The final island site are the rock carvings that are situated underneath the path you’re on. A sign will direct you down a flight of stairs off the road. These carvings are believed to date back to the Bronze Age, and used to exist only as part of local legends amongst fishermen. In 1960, they were properly discovered and have now been declared a national monument. Signs have been added with plexiglass protecting the carvings from weathering. The carvings on the left resemble various land and sea animals, and the ones on the right a complex pattern.
The rest of the journey back to the pier is relatively straight-forward, with the only confusing part being that the path cuts right into a family-run restaurant. The owner is friendly and will direct you onwards, after which the path will bring you down some stairs into an area with some old, dilapidated buildings. Follow the path to the left through the archway and you will end up back where you started at the ferry pier.
This guide will only cover the main attractions, which Tin Hau Temple and the Conch Rock (also known as the Snail Rock), although visitors can continue by hopping onto a trail that will loop you around the north side of the island.
After disembarking from the boat, make your way to the left side of the island. As the inner shoreline is curved, you will get an awesome view of the entire path to get to the Tin Hau Temple that will take you past Ming Kee Seafood Restaurant and a handful of small Hong Kong-style eateries. There are some beautiful repainted buildings along the way that are perfect for a little Instagram shot as well.
Tin Hau Temple sits on the west side of the island, facing the bay of Tai Wan. Given that the island of Po Toi is more than an hour from the mainland, it’s no surprise the villagers have relied on Tin Hau, the goddess of the sea, for protection. There are no official records for the constriction of the temple, but it was renovated in 1893 and regularly maintained. Each year for the Tin Hau Festival, an opera stage is temporarily built for the occasion. Outside, there is a small seating area for the weary traveler to take pictures against the backdrop of the ocean.
A few steps to the left of the temple (when facing the temple) is The Conch. As you head back towards the centre of the island, you should see the option to take the hiking trail to continue your loop around the northern side of the island, marked with a yellow sign. If not, keep going forward to hit up Routes 1 and 2, or stop for a quick bite!
There are just a few options for refuelling on Po Toi. Because the island used to rely heavily on seaweed production, a well-known dish that visitors should order is the Hong Kong diner classic of instant noodles with fried Spam and fried egg, but with the Po Toi twist of a healthy serving of briny seaweed in the broth.

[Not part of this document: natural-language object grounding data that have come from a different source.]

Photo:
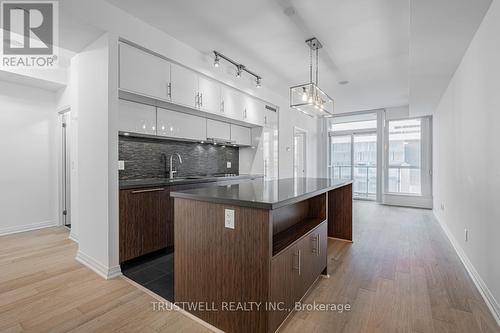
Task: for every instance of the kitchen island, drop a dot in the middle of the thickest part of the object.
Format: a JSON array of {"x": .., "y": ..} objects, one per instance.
[{"x": 245, "y": 253}]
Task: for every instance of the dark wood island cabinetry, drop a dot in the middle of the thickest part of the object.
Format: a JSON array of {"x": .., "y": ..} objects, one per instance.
[{"x": 252, "y": 250}]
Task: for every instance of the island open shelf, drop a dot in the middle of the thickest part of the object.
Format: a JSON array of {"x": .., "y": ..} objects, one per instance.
[
  {"x": 292, "y": 222},
  {"x": 270, "y": 254}
]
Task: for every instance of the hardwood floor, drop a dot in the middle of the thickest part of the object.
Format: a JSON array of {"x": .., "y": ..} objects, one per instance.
[
  {"x": 43, "y": 289},
  {"x": 400, "y": 275}
]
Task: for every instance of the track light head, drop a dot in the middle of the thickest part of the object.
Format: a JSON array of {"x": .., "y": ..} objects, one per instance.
[{"x": 258, "y": 82}]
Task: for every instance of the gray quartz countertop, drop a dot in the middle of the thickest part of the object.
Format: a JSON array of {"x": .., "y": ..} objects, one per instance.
[
  {"x": 155, "y": 182},
  {"x": 260, "y": 193}
]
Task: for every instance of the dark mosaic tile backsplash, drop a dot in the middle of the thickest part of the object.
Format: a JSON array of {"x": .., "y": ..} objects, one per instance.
[{"x": 143, "y": 158}]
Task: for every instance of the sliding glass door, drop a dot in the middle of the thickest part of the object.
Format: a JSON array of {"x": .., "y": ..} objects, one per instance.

Island-famous restaurant Ming Kee Seafood will give you that fresh seafood experience that islands are known for. Given that a majority of restaurants are located at the centre of the island bay, diners will also get a great view of the ocean, and be able to keep an eye on the docks in case the ferry leaves without them!
Fairly clean and quiet, the main beach on Po Toi does not offer much in the way of entertainment, but it does make for a splendid dip in the sea if you need to cool down after a long day of hiking around the island. Overlooking Tai Wan (which means “Big Bay” in Cantonese), the quaint stretch of sand can also double as a picnic spot.